358 : m_K(K), m_N(N), m_enc_matrix(N * K) {
359 if(m_K == 0 || m_N == 0 || m_K > 256 || m_N > 256 || m_K > N) {
360 throw Invalid_Argument("ZFEC: violated 1 <= K <= N <= 256");
361 }
362
363 std::vector<uint8_t> temp_matrix(m_N * m_K);
364
365 /*
366 * quick code to build systematic matrix: invert the top
367 * K*K Vandermonde matrix, multiply right the bottom n-K rows
368 * by the inverse, and construct the identity matrix at the top.
369 */
370 create_inverted_vdm(&temp_matrix[0], m_K);
371
372 for(size_t i = m_K * m_K; i != temp_matrix.size(); ++i) {
373 temp_matrix[i] = GF_EXP[((i / m_K) * (i % m_K)) % 255];
374 }
375
376 /*
377 * the upper part of the encoding matrix is I
378 */
379 for(size_t i = 0; i != m_K; ++i) {
380 m_enc_matrix[i * (m_K + 1)] = 1;
381 }
382
383 /*
384 * computes C = AB where A is n*K, B is K*m, C is n*m
385 */
386 for(size_t row = m_K; row != m_N; ++row) {
387 for(size_t col = 0; col != m_K; ++col) {
388 uint8_t acc = 0;
389 for(size_t i = 0; i != m_K; i++) {
390 const uint8_t row_v = temp_matrix[row * m_K + i];
391 const uint8_t row_c = temp_matrix[col + m_K * i];
392 acc ^= GF_MUL_TABLE(row_v)[row_c];
393 }
394 m_enc_matrix[row * m_K + col] = acc;
395 }
396 }
397}
Member Function Documentation
◆ decode_shares()
| void Botan::ZFEC::decode_shares | ( | const std::map< size_t, const uint8_t * > & | shares, |
| size_t | share_size, | ||
| const output_cb_t & | output_cb ) const |
- Parameters
-
shares map of share id to share contents share_size size in bytes of each share output_cb the output callback
Definition at line 445 of file zfec.cpp.
447 {
448 /*
449 Todo:
450 If shares.size() < K:
451 signal decoding error for missing shares < K
452 emit existing shares < K
453 (ie, partial recovery if possible)
454 Assert share_size % K == 0
455 */
456
457 if(shares.size() < m_K) {
458 throw Decoding_Error("ZFEC: could not decode, less than K surviving shares");
459 }
460
461 std::vector<uint8_t> decoding_matrix(m_K * m_K);
462 std::vector<size_t> indexes(m_K);
463 std::vector<const uint8_t*> sharesv(m_K);
464
465 auto shares_b_iter = shares.begin();
466 auto shares_e_iter = shares.rbegin();
467
468 bool missing_primary_share = false;
469
470 for(size_t i = 0; i != m_K; ++i) {
471 size_t share_id = 0;
472 const uint8_t* share_data = nullptr;
473
474 if(shares_b_iter->first == i) {
475 share_id = shares_b_iter->first;
476 share_data = shares_b_iter->second;
477 ++shares_b_iter;
478 } else {
479 // if share i not found, use the unused one closest to n
480 share_id = shares_e_iter->first;
481 share_data = shares_e_iter->second;
482 ++shares_e_iter;
483 missing_primary_share = true;
484 }
485
486 if(share_id >= m_N) {
487 throw Decoding_Error("ZFEC: invalid share id detected during decode");
488 }
489
490 /*
491 This is a systematic code (encoding matrix includes K*K identity
492 matrix), so shares less than K are copies of the input data,
493 can output_cb directly.
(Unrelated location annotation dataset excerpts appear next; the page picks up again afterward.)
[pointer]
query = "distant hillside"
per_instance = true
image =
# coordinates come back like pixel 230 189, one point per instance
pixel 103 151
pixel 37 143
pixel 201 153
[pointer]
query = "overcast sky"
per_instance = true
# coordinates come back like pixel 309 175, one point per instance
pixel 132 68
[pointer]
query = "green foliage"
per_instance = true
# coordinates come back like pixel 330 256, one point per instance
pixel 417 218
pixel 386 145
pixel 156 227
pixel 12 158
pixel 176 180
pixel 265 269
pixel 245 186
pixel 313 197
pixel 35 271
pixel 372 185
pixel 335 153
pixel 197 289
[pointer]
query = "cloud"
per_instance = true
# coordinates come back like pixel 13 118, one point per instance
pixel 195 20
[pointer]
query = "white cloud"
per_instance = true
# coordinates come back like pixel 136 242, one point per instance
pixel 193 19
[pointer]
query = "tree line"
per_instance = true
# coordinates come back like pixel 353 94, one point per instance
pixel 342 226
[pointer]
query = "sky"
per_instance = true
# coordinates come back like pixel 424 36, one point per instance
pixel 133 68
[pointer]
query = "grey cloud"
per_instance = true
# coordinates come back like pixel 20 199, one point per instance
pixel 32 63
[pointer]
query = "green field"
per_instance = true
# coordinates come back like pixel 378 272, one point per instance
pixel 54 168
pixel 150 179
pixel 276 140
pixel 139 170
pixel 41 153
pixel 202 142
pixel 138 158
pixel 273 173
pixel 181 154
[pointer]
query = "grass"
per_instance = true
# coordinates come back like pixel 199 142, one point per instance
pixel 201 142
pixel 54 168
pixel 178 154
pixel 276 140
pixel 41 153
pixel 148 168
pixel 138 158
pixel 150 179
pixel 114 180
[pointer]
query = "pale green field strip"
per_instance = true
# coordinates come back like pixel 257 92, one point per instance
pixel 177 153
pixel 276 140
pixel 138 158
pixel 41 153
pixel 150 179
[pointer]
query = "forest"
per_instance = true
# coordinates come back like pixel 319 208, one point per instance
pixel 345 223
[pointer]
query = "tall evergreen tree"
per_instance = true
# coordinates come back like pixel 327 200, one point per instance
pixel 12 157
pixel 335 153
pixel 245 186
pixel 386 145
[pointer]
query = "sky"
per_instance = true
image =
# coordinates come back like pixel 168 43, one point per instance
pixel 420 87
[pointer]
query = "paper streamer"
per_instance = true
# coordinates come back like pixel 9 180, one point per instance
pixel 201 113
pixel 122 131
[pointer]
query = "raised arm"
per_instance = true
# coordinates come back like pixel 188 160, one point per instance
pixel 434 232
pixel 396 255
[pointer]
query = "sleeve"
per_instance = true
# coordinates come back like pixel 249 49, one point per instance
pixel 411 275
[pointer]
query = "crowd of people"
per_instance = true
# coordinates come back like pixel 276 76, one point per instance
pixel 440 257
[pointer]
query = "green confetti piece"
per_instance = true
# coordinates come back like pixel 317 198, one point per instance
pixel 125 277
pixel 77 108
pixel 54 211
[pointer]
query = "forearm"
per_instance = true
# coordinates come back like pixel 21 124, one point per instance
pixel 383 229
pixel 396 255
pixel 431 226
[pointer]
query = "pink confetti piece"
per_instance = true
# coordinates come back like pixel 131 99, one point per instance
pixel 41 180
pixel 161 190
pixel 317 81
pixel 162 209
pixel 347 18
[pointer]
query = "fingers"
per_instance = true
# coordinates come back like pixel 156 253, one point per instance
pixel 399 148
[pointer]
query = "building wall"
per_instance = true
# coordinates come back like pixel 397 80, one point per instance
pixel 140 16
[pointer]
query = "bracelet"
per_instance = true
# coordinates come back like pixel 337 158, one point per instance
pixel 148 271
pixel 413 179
Also we know the encoding matrix in those rows
494 contains I, so we can set the single bit directly without copying
495 the entire row
496 */
497 if(share_id < m_K) {
498 decoding_matrix[i * (m_K + 1)] = 1;
499 output_cb(share_id, share_data, share_size);
500 } else {
501 // will decode after inverting matrix
502 std::memcpy(&decoding_matrix[i * m_K], &m_enc_matrix[share_id * m_K], m_K);
503 }
504
505 sharesv[i] = share_data;
506 indexes[i] = share_id;
507 }
508
509 // If we had the original data shares then no need to perform
510 // a matrix inversion, return immediately.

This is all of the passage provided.